Saint-Avertin (/fr/) is a commune in the Indre-et-Loire department in central France.

==History==
Traces of human activity from the times of Roman Gaul have been found in the area which is now Saint-Avertin, including a quarry that provided stones for the building of nearby Caesarodunum (Tours). The settlement was first mentioned in 930 as Venciacus, the latinized form of Vençay. In the 14th century, Vençay took the name Saint-Avertin after Aventinus of Tours, a monk who followed Thomas Becket, Archbishop of Canterbury, in his exile to France and settled in Vençay after Becket's death in 1170.

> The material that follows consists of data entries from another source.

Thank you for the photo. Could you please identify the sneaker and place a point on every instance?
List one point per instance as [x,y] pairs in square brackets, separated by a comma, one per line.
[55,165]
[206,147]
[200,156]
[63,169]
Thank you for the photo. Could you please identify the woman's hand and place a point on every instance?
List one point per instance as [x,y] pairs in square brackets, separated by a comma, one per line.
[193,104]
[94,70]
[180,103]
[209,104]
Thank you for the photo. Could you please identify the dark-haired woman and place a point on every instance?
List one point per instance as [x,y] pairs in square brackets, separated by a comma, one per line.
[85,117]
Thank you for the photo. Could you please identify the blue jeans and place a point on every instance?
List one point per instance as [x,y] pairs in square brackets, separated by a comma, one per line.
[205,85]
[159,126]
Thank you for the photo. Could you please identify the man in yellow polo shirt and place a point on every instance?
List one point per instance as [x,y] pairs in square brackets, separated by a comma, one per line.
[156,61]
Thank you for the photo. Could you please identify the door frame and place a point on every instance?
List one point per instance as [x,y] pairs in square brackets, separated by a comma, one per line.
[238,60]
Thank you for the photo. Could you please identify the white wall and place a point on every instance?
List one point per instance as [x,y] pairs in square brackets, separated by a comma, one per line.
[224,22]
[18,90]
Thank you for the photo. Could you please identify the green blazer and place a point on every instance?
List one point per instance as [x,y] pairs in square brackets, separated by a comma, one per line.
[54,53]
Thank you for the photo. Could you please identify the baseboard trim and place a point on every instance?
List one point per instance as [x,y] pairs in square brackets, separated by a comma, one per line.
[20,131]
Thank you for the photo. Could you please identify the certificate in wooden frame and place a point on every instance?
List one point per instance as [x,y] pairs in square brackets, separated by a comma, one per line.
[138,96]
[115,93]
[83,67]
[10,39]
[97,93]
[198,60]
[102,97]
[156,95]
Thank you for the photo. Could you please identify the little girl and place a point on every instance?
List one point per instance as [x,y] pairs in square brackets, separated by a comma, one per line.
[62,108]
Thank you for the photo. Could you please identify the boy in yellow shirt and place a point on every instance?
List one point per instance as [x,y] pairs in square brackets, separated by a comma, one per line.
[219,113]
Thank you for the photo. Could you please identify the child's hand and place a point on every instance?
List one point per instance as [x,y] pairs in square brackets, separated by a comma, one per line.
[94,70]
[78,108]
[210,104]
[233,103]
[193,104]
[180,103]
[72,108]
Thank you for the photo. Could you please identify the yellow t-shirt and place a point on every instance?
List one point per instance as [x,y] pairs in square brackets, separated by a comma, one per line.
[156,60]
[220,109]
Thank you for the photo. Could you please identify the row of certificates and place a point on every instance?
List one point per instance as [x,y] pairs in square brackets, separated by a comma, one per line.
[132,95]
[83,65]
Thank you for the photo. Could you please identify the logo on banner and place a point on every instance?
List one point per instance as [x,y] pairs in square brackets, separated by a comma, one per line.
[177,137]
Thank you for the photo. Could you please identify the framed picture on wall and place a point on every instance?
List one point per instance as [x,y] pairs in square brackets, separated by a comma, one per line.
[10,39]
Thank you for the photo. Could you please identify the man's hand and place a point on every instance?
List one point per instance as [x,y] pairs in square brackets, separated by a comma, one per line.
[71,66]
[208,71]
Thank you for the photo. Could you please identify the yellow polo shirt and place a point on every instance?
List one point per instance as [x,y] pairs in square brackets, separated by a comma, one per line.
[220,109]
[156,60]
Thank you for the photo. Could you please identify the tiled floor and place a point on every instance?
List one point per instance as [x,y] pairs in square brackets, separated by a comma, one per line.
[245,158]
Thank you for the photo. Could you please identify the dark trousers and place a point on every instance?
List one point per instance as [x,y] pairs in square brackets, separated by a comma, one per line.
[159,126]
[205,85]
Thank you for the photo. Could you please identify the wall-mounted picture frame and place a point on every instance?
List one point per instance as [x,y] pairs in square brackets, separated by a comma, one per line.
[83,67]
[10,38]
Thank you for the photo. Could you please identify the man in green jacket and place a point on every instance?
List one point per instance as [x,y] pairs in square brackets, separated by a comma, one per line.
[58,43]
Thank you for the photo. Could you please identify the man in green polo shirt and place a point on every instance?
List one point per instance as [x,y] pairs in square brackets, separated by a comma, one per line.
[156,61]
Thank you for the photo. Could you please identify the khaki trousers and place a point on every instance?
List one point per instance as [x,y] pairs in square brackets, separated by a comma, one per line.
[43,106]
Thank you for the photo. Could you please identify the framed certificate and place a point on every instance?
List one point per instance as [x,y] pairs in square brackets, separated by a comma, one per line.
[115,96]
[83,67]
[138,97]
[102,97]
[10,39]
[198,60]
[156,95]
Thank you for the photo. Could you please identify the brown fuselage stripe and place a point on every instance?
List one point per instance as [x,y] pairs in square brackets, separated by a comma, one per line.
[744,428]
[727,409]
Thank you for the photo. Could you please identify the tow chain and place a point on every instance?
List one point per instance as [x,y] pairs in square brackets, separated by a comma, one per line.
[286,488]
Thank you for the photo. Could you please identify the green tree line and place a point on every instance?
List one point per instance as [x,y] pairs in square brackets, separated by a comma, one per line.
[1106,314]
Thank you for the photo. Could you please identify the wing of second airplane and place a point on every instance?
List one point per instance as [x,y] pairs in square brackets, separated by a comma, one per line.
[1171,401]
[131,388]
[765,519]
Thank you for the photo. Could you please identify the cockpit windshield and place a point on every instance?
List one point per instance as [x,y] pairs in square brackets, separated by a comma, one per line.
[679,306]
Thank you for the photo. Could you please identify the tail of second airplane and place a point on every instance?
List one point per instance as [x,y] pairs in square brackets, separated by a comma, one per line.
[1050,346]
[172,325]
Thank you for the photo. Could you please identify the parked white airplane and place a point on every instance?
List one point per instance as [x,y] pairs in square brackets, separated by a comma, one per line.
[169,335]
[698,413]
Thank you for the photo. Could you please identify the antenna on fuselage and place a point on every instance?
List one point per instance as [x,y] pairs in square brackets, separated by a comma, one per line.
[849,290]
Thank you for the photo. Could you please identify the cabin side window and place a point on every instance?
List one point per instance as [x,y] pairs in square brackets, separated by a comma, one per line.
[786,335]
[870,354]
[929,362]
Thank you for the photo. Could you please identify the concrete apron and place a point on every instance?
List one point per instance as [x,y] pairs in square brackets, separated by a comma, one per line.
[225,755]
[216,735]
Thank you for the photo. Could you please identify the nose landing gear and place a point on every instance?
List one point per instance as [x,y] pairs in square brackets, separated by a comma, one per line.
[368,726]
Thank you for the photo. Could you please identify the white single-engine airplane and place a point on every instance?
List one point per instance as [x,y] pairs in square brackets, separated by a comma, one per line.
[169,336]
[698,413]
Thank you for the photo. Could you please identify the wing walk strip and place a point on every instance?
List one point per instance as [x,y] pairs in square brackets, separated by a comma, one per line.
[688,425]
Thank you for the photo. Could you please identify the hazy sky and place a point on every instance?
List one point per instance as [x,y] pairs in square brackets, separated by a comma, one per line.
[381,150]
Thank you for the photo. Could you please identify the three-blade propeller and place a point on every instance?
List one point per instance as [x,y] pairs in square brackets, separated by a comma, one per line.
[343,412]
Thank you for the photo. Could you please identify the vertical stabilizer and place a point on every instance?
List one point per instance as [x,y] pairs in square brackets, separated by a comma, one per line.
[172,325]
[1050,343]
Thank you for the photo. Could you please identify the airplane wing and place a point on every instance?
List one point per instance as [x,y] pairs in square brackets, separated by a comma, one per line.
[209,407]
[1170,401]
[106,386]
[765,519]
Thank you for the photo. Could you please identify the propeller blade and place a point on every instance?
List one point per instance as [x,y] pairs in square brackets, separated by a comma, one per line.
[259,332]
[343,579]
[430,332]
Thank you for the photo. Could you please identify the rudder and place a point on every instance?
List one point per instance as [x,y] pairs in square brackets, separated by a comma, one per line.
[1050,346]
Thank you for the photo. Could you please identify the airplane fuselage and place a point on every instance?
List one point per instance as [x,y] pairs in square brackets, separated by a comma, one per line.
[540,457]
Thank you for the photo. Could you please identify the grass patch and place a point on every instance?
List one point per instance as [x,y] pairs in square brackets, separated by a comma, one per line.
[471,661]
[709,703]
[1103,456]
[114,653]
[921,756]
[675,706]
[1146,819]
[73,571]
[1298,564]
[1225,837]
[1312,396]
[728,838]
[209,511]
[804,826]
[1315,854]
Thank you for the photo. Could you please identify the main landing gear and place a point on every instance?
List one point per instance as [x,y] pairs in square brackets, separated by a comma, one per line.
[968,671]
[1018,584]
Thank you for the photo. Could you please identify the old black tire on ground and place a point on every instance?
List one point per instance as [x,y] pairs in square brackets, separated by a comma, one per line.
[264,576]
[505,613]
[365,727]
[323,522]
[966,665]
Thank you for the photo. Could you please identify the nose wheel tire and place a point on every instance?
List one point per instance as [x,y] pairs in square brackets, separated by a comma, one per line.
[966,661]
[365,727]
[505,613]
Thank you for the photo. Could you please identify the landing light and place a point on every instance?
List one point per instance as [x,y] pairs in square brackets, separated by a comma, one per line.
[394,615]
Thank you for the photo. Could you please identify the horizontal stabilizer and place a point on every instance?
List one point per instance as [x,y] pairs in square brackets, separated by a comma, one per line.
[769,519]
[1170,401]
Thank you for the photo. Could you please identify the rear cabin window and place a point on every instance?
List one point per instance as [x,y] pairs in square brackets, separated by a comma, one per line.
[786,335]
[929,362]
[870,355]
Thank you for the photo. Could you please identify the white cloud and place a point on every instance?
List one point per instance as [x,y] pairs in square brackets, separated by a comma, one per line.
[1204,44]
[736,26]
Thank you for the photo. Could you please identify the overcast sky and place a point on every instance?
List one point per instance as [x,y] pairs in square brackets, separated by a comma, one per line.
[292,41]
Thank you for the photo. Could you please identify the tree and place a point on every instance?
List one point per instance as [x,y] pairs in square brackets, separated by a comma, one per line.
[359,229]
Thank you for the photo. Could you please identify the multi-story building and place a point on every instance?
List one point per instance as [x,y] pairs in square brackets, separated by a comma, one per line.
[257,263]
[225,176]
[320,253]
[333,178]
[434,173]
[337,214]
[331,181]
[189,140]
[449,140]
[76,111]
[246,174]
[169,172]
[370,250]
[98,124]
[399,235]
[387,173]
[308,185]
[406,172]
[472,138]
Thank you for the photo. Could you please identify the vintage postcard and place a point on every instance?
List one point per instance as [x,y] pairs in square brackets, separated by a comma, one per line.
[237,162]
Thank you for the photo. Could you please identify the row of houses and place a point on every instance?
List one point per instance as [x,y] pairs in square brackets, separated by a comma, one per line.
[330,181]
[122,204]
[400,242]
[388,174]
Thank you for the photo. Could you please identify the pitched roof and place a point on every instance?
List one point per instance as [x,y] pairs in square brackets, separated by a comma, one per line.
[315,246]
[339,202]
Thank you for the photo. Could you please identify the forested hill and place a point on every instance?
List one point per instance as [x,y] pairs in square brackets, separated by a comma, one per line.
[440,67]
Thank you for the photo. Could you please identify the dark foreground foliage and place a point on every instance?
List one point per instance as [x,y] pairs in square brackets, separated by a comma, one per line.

The castle of Cangé has existed at least since the 12th century. The present structure dates from the 16th century, when the Coningham family rebuilt it. In June 1940, following the German invasion of France, the government of the Third Republic withdrew to Tours. President Albert Lebrun spent five days in the castle of Cangé, where he presided two Councils of the Ministers on 12 and 13 June. After a devastating fire in 1978, the castle was bought by the commune. Since its renovation, it houses the multimedia library, the music school and the recreation centre.

==People==
- Christophe Plantin (c. 1520–1589), book-binder and typograph, was born in Saint-Avertin.
- Jules Romains (Louis Farigoule, 1885–1972), poet and writer, owned the manoir de la Grand'Cour in Saint-Avertin from 1929 until his death.